苦手克服大作戦!

@mofmof_ad2

第1話

「うーん……やっぱり足りないな。釣りに行くか」

 アクトゥールから小船に乗り、久しぶりに人喰い沼の釣り場へ潜ったアルドは、奥から近づいてくる人影に気づいた。

(あの影はサイラス……じゃないよな。ここで人に会うなんて珍しいな……)

 じっと見ていると、向こうもアルドの存在に気づいたらしい。

「そこにいるのは、誰だ!?」

(ん? この声は……)

 アルドが記憶を手繰ろうとした瞬間、キラリと刃物のようなものがきらめき、人影が急激に迫ってくる。

「お前が噂の魔物か!? 覚悟しろ!」

「え、魔物!? うわっ、ちょっと待て!」

 振り下ろされる斧。アルドは慌てて剣を抜き、刃を受け止めた。ガツン、という金属とは思えないほどの重く鈍い音が、地下の湿った空気をじわじわと震わせる。



「くっ! さすがに強いな……あれ?」

「やっぱりイオか! 落ち着け、俺だ!」

「あ、アルド!?」

 慌てて斧を引いて一歩下がったのは、間違いない。

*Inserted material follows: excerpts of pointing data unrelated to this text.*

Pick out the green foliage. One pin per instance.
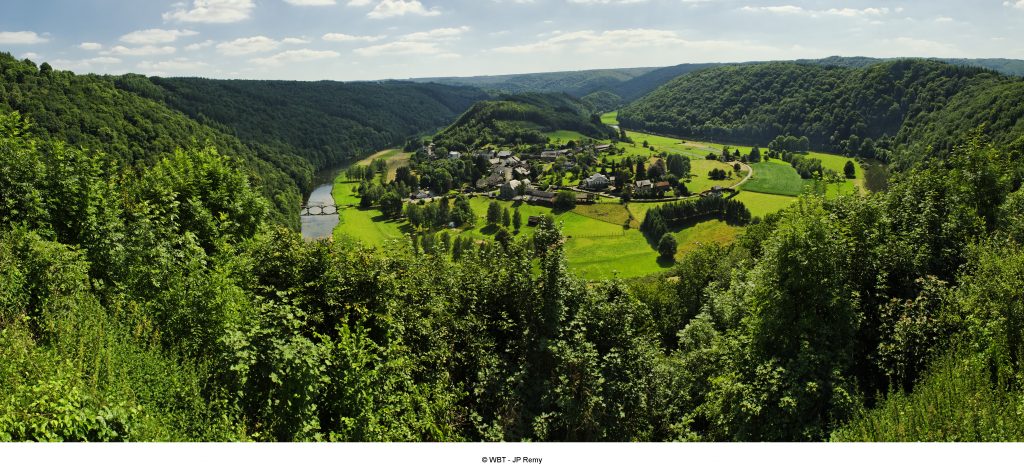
(667, 247)
(519, 120)
(863, 111)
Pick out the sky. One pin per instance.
(395, 39)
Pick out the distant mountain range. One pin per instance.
(632, 83)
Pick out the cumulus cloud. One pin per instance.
(155, 36)
(143, 50)
(200, 45)
(608, 40)
(800, 10)
(339, 37)
(426, 42)
(172, 67)
(217, 11)
(304, 54)
(391, 8)
(85, 65)
(248, 45)
(20, 38)
(606, 2)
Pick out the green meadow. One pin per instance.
(598, 244)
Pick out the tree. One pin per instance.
(494, 213)
(565, 200)
(668, 246)
(391, 205)
(755, 156)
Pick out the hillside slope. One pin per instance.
(857, 111)
(97, 113)
(520, 119)
(326, 123)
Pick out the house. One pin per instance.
(511, 188)
(542, 197)
(586, 199)
(491, 181)
(595, 182)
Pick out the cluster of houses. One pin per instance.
(505, 167)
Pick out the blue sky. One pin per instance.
(381, 39)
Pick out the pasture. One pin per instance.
(775, 177)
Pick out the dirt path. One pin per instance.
(750, 173)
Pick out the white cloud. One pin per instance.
(212, 11)
(391, 8)
(172, 67)
(248, 45)
(799, 10)
(339, 37)
(401, 47)
(304, 54)
(425, 42)
(85, 65)
(440, 34)
(200, 45)
(20, 38)
(604, 2)
(155, 36)
(143, 50)
(608, 40)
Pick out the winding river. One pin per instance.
(315, 227)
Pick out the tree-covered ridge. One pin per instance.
(326, 123)
(520, 119)
(157, 303)
(577, 83)
(865, 111)
(94, 113)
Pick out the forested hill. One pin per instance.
(520, 119)
(93, 112)
(577, 83)
(864, 111)
(326, 123)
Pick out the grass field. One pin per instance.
(562, 136)
(775, 177)
(699, 180)
(763, 204)
(597, 246)
(395, 159)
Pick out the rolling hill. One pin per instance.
(864, 111)
(520, 119)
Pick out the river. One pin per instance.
(315, 227)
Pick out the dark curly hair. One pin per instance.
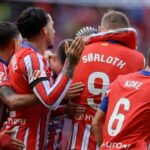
(8, 31)
(31, 21)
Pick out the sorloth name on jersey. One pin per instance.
(133, 84)
(104, 59)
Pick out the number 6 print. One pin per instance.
(120, 117)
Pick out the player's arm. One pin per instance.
(51, 96)
(75, 90)
(16, 101)
(98, 121)
(8, 142)
(8, 95)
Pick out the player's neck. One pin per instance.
(38, 44)
(147, 68)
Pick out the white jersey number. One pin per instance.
(97, 91)
(118, 116)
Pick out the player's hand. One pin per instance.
(74, 51)
(10, 143)
(75, 90)
(48, 55)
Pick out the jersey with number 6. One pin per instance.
(99, 65)
(127, 124)
(101, 62)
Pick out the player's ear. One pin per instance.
(99, 28)
(44, 30)
(12, 44)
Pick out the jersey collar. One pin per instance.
(4, 62)
(144, 72)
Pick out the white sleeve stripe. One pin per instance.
(29, 68)
(46, 86)
(40, 61)
(58, 101)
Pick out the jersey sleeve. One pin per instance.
(50, 96)
(3, 76)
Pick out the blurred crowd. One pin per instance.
(70, 18)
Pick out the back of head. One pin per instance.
(60, 50)
(148, 58)
(8, 31)
(114, 20)
(31, 21)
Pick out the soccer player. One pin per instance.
(107, 55)
(28, 73)
(10, 40)
(126, 111)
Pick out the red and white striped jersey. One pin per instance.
(127, 124)
(28, 73)
(3, 82)
(108, 56)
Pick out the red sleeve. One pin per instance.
(50, 96)
(5, 141)
(3, 75)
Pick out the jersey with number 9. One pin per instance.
(99, 65)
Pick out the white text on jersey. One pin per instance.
(104, 59)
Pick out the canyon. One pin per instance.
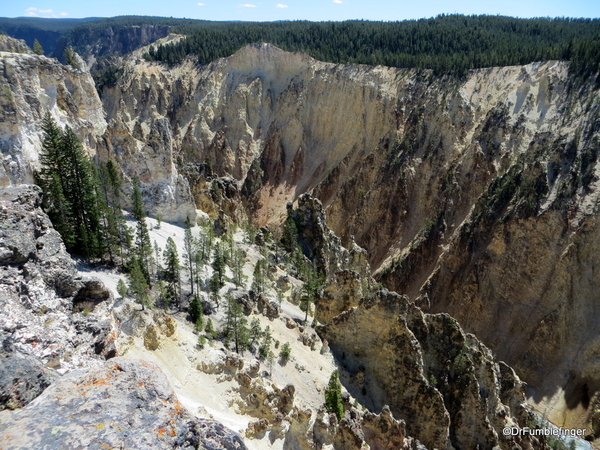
(474, 197)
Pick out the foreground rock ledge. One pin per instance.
(124, 404)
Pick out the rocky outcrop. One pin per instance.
(38, 285)
(10, 45)
(31, 85)
(115, 40)
(442, 382)
(125, 403)
(22, 378)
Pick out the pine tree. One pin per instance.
(260, 280)
(188, 256)
(70, 182)
(116, 230)
(255, 331)
(121, 288)
(171, 272)
(218, 265)
(236, 324)
(81, 187)
(237, 267)
(37, 47)
(333, 396)
(137, 284)
(313, 282)
(289, 237)
(143, 247)
(265, 344)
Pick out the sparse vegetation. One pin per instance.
(333, 396)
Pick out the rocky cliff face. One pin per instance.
(30, 85)
(41, 294)
(89, 410)
(473, 194)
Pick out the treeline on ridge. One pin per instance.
(447, 43)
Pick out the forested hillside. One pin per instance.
(446, 43)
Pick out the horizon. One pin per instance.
(293, 10)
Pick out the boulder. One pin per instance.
(124, 404)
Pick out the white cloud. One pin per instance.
(34, 12)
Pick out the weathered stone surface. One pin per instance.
(22, 378)
(442, 382)
(342, 293)
(91, 293)
(125, 403)
(38, 281)
(383, 432)
(11, 45)
(31, 85)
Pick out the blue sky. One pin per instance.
(268, 10)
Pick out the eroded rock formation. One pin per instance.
(148, 416)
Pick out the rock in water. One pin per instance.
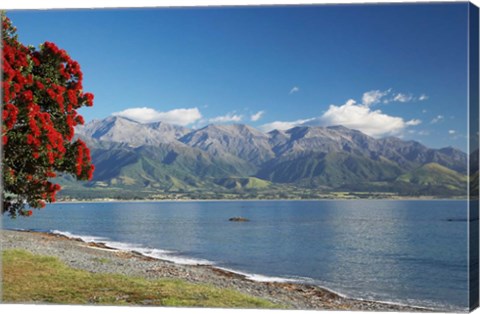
(239, 219)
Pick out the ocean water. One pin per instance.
(408, 252)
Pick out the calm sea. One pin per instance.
(409, 252)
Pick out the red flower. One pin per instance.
(89, 97)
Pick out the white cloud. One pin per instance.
(373, 97)
(355, 116)
(294, 89)
(414, 122)
(257, 116)
(437, 119)
(283, 125)
(230, 117)
(180, 116)
(360, 117)
(402, 97)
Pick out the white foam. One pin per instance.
(259, 278)
(133, 247)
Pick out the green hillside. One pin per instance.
(433, 174)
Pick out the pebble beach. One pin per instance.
(91, 256)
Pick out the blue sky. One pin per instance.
(396, 69)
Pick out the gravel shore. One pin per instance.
(97, 258)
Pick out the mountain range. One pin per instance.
(155, 159)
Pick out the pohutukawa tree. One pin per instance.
(41, 92)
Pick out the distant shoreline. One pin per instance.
(252, 200)
(82, 255)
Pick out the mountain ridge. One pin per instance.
(164, 158)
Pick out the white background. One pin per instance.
(47, 4)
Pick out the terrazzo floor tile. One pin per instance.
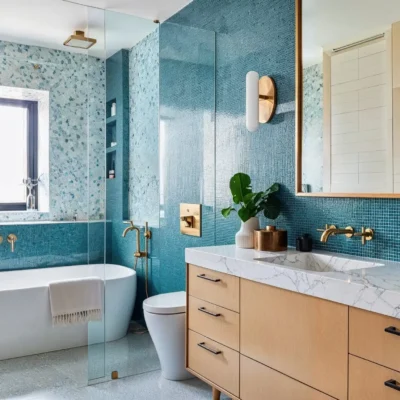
(147, 386)
(134, 354)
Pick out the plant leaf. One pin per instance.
(272, 207)
(240, 186)
(273, 189)
(244, 214)
(227, 211)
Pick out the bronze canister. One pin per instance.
(270, 239)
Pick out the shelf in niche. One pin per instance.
(111, 149)
(111, 120)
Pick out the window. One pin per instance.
(18, 151)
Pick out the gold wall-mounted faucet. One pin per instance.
(147, 234)
(332, 230)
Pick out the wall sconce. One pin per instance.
(260, 100)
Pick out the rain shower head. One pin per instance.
(80, 41)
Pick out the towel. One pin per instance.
(76, 301)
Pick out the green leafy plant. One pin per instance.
(251, 204)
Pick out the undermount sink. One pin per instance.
(317, 262)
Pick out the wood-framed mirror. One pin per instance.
(348, 98)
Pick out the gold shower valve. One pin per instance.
(190, 219)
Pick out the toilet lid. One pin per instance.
(169, 303)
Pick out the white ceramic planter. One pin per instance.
(245, 237)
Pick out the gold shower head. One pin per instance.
(78, 40)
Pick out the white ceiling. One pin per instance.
(333, 23)
(148, 9)
(48, 23)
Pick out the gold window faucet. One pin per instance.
(12, 239)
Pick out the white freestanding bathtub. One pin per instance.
(25, 318)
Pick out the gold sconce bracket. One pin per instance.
(190, 219)
(267, 99)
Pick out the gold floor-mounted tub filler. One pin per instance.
(270, 239)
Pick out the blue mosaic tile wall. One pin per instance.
(260, 35)
(71, 80)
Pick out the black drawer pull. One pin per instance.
(393, 330)
(203, 346)
(205, 311)
(203, 276)
(392, 384)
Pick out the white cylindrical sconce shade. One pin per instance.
(252, 100)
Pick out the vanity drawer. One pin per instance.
(215, 322)
(370, 340)
(213, 361)
(367, 381)
(256, 380)
(215, 287)
(300, 336)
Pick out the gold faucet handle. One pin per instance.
(365, 234)
(188, 220)
(326, 228)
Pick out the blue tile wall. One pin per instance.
(52, 245)
(71, 80)
(260, 35)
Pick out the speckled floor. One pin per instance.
(147, 386)
(63, 375)
(132, 355)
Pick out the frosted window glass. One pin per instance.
(13, 154)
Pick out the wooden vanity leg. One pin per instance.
(216, 394)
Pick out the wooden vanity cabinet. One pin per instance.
(300, 336)
(257, 342)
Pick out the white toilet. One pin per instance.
(165, 317)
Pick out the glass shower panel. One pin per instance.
(56, 241)
(131, 72)
(187, 144)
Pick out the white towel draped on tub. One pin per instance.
(76, 301)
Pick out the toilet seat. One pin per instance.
(167, 304)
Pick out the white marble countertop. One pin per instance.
(374, 289)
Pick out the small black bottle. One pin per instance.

アルドの旅の仲間である、ラトル最強の戦士、イオだ。

「す、すまない! まさかアルドとは……」

「ああ、驚いた……何をやってたんだ? こんなところで」

「私は修行を……アルドこそ、どうした?」

「ちょっと武器の素材が足りなくてな。ここで釣れるマーシュドラゴンを狙いに来たんだ」

「マーシュドラゴン!?」

 イオの目が輝き、ぐいぐいとアルドににじり寄る。

「ち、近い! どうした、イオ!」

「そ、そいつは強いのか!?」

「マーシュドラゴンか? うーん……ものすごく強い、ってことはないぞ。イオなら一撃でやっつけられると思う」

「そうか……」

 明らかにちょっとがっかりした様子のイオに、アルドは首をかしげる。

「マーシュドラゴンがどうかしたのか?」

「いや、ここに強い魔物が潜んでいると聞いてな。ちょっと歩き回ってみたんだが、スライムとシーラスばかりだったものでな……そうか、釣りか」

「え? イオ、一人で歩き回ってたのか?」

「ああ、大丈夫だ。無理はしていない。奥には入っていないし、情報を集めて装備も整えてきた。倒れるわけにはいかないからな……」



 イオは既にラトルで一番の戦士だ。だが、過去の失敗から恐竜への恐怖感が消えず、体の力が抜けてしまうらしい。それを克服するため、あちこち修行して歩いているのをアルドは知っていた。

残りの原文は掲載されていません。